On September 13, 1997, a groundbreaking dedication ceremony was held on the premises of the museum with over 1000 friends, family and members of the local community. Rear Admiral Richard Engel of the US Air Force told the crowd about Colonel Saxon’s successful career. Air Force Flight Test Center He was also very impressed with the F-4C Phantom exhibit and about how he and Colonel Saxon flew on this jet while assigned to the Air Force Flight Test Center and Test Pilot School. I told a lot of stories. .. Colonel Saxon’s daughter Jennifer also spoke to the community, saying in her speech: Sometimes fly. He liked to fly, but he liked to fly everywhere. He liked to fly in Edwards. Edwards shared his work, career, and life. His passion for planes relies on what he worked very hard to encourage, so it’s an ongoing cooperation between Edwards Air Force Base units and surrounding communities like Boron. This is the museum that the Saxon family is proud of. It’s a museum that my dad would have been proud of. He never wanted to leave this area and thanks to you; his spirit never does.
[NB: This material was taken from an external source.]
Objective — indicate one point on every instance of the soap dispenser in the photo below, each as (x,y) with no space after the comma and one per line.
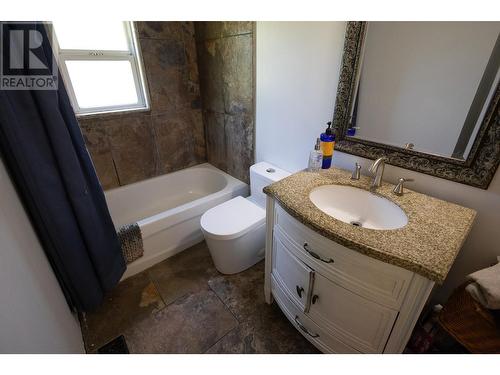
(315,158)
(327,145)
During the six years, Boron citizens donated thousands of dollars and man-hours to the construction of the Saxon Aerospace Museum. Then, on September 5, 2003, their efforts were rewarded at the grand opening of Colonel Vernon P. Saxon. Junior Aerospace Museum due to conflict of interest. The museum has been renamed the Boron Aerospace Museum.
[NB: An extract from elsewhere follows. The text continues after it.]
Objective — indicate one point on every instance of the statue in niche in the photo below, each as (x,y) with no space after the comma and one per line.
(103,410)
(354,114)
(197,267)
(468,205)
The Boron Chamber of Commerce thanked Team Boron. Team Boron included James Welling, Kenros, Hujamison, Melvin English, Bob Cunningham, and George Ramlou, who generously donated both time and money to make the Saxon / Boron Aerospace Museum’s dream come true. .. We are especially grateful to major corporate sponsors such as US Borax, KJC Solar, Melvin Glass, and the US Air Force, as well as the philanthropic donations of thousands of dollars and construction materials to enable our construction. World-class facility.
The Boron Aerospace Museum is open Thursday to Monday from 10 am to 4 pm and is open to the public. Volunteer guides are required to extend business hours. The Aerospace Museum meeting will be held on the third Thursday of every month from 4 pm. The Lombardy Memorial Media Room and conferences within the museum are open to the public.